Tom Dickinson — the second-longest-serving fire chief ever in Minneapolis — retired after getting new fire stations and a training facility built, new front-line equipment and more staffing.

He died April 30 at age 78 after nearly 40 years as a firefighter — 15 as chief.

"He loved the Minneapolis Fire Department; he was all about doing whatever he could to make that department the best it could be," said Dickinson's son Mark, a St. Paul fire captain. "He had a lot of pride in it."

Mark and another son, Mike, a Minneapolis deputy fire chief, described their father as an honorable, dedicated man who led the department through changing times. He hired the first women firefighters in 1986 and helped diversify the ranks.

As chief from 1983 through 1998, Dickinson would go to applicants' homes, even on Sundays, to tell them they were hired. He knew each recruit by name, and one thing about her or him. He was a hardworking, humble man.

"He didn't want to just be an administrator," Mark Dickinson said. "You tend to get a lot of guys who get caught up in the politics and the administration part, and they forget about what really goes on, on the street, and that was one thing my dad didn't want to do. So he always kept that connection."

Born in Illinois, Tom Dickinson spent nearly his entire life in north Minneapolis. In 1955, he married his sweetheart from Patrick Henry High, Donna Flemming. In 1960, he became the first nonveteran hired by the department, and the newlyweds immediately bought a rambler in the Shingle Creek neighborhood. He was always proud to be a northsider.

Dickinson's career began on the rescue squad and continued as fire-motor operator, captain, battalion chief and then chief, second in longevity only to Charles Ringer, who retired in 1933.

Dickinson's early years were spent dousing fires when about 6,000 structures burned yearly in the city — nearly 10 times the number today — along with responding to all kinds of rescues.

His kids often wouldn't see him come home from 24-hour shifts; they were at school. So he made weekends special, said daughter Patti Granning.

"On a Sunday morning, he would stop at a bakery on the way and bring doughnuts," she said. "But if he had a fire the night before, he'd come in smelling of a fire."

His two sons and two daughters would sit around the kitchen table enthralled as their dad told of citizens' lives saved — and of firefighters lost, for example, in the Old Dutch Food Co. fire, in blazing houses and businesses, or in falls from a ladder or rig.

Tom Dickinson had close calls of his own before firefighters wore air tanks; they'd hold out in the smoke until dizzy. And once, he fell more than 30 feet off a ladder at training.

They'd ride on the tailboards of fire engines without cabovers in their rubber boots with rubber coats flapping, going from one call to the next in subzero temperatures, "but loving every minute of it," Mark Dickinson said.

Tom Dickinson relished his days as captain at Stations 6 and 7, when he taught himself to cook and became famed for his New York cheesecake. He doted on Dalmatians named Chief and Smoky.

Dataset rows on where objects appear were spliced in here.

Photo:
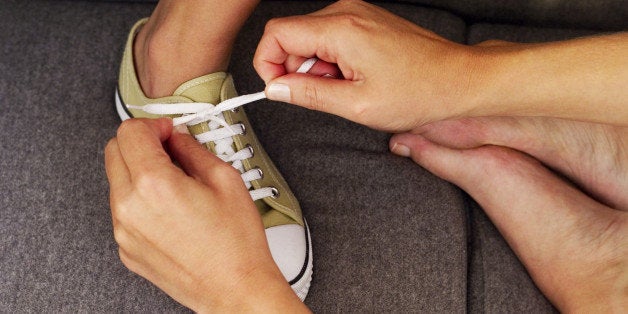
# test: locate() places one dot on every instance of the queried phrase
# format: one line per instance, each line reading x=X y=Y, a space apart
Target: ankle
x=164 y=59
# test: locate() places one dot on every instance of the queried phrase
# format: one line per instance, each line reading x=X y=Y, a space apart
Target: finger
x=140 y=144
x=193 y=158
x=117 y=173
x=549 y=224
x=335 y=96
x=301 y=36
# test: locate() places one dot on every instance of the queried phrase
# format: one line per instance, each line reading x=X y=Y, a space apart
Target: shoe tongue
x=203 y=89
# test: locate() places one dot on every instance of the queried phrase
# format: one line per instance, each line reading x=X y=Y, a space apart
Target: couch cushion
x=497 y=281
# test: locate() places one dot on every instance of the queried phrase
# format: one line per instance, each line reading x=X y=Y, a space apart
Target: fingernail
x=400 y=150
x=182 y=129
x=279 y=92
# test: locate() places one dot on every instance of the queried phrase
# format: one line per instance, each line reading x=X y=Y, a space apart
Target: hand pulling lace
x=220 y=132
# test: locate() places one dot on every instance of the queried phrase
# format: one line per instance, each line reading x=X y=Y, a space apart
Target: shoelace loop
x=220 y=132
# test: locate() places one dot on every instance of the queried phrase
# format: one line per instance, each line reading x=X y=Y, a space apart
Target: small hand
x=192 y=231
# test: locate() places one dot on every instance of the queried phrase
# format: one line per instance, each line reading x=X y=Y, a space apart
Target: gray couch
x=387 y=235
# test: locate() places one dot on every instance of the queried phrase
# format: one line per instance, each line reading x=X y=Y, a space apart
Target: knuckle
x=127 y=124
x=149 y=181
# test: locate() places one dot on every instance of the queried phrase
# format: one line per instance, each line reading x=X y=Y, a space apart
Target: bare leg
x=594 y=156
x=187 y=39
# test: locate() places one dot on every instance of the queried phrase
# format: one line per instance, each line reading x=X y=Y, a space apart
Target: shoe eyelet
x=250 y=148
x=275 y=193
x=259 y=170
x=242 y=126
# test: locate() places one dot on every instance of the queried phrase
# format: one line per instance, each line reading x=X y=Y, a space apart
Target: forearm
x=583 y=79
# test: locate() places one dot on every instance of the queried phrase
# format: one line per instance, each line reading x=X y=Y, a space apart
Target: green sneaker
x=226 y=131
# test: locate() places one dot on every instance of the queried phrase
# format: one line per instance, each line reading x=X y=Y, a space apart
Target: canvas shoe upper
x=229 y=134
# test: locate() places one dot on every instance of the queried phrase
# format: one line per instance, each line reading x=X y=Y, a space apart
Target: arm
x=398 y=76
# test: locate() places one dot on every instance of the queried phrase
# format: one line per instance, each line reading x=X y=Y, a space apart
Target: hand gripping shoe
x=225 y=130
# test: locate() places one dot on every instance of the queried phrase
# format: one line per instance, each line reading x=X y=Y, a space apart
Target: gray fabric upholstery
x=388 y=236
x=599 y=14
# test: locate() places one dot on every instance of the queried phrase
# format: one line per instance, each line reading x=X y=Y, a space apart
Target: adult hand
x=572 y=240
x=396 y=74
x=192 y=231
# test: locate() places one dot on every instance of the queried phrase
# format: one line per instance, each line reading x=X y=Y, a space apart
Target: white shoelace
x=220 y=132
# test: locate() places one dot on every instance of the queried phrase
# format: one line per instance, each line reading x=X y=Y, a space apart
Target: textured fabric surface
x=597 y=14
x=388 y=236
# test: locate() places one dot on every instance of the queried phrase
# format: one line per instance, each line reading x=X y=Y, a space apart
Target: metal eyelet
x=275 y=193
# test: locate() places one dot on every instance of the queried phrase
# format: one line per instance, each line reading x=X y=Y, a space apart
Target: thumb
x=335 y=96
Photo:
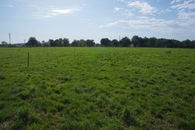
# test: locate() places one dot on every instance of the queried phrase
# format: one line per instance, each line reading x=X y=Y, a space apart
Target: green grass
x=97 y=88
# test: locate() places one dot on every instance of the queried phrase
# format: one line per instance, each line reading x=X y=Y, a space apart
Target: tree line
x=135 y=41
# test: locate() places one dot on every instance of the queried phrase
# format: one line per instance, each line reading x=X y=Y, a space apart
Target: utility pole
x=9 y=38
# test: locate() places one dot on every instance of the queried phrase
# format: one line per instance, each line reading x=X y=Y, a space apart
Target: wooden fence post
x=28 y=60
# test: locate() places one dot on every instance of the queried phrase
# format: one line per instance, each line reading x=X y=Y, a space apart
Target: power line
x=9 y=38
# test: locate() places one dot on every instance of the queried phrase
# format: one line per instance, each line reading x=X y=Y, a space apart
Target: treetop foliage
x=135 y=41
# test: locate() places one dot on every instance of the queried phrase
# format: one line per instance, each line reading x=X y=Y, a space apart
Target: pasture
x=97 y=88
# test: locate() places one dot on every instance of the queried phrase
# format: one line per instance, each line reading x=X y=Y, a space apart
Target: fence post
x=28 y=59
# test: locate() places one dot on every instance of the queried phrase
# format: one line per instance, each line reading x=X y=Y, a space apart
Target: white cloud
x=116 y=9
x=64 y=11
x=175 y=1
x=143 y=7
x=150 y=24
x=186 y=5
x=47 y=13
x=11 y=6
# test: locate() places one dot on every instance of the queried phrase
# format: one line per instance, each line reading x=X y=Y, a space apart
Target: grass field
x=97 y=88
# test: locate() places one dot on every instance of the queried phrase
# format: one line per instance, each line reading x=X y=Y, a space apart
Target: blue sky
x=96 y=19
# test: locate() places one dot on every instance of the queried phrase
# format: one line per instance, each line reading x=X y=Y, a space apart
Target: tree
x=32 y=42
x=75 y=43
x=114 y=43
x=51 y=42
x=105 y=42
x=125 y=42
x=66 y=42
x=152 y=42
x=90 y=43
x=137 y=41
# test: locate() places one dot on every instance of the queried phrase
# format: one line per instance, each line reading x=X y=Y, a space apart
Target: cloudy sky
x=96 y=19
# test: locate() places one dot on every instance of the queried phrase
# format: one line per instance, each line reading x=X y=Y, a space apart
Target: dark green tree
x=75 y=43
x=114 y=43
x=32 y=42
x=90 y=43
x=105 y=42
x=66 y=42
x=125 y=42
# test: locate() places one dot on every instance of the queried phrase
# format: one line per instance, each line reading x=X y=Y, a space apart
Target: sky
x=96 y=19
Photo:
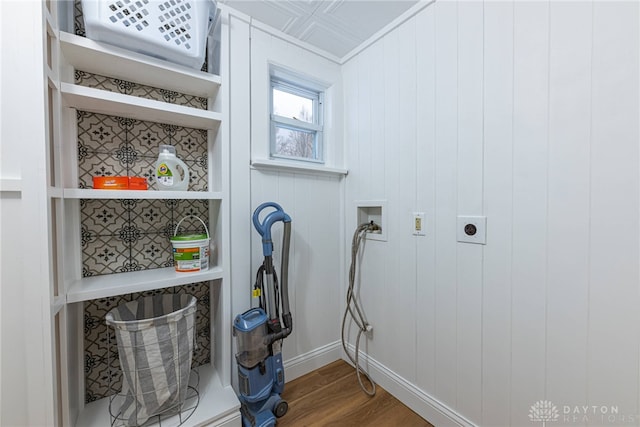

"He loved firefighting, and as you rise up in the ranks, you always miss that," Mike Dickinson said. "He missed the camaraderie and the thrill. It's an adrenaline rush going into fires, and they went to a lot of them back then. And you miss that as you move up the ladder."

Tom Dickinson also served on the firefighter pension board, lobbying at the State Capitol for retirees and widows.

Early this year, he was hospitalized with a rare form of gastric cancer. He fought for months, then returned to his home of more than 50 years. Keeping vigil at his deathbed were his four kids, including daughter Paula Batchelder.

At his May 2 wake, 26 fire engines pulled up to the funeral home. Firefighters came from both sides of the river.

He was preceded in death by his wife, Donna. He is survived by his four children, 13 grandchildren, brother Ernest Dickinson Jr., and sister Donna Rodeghero.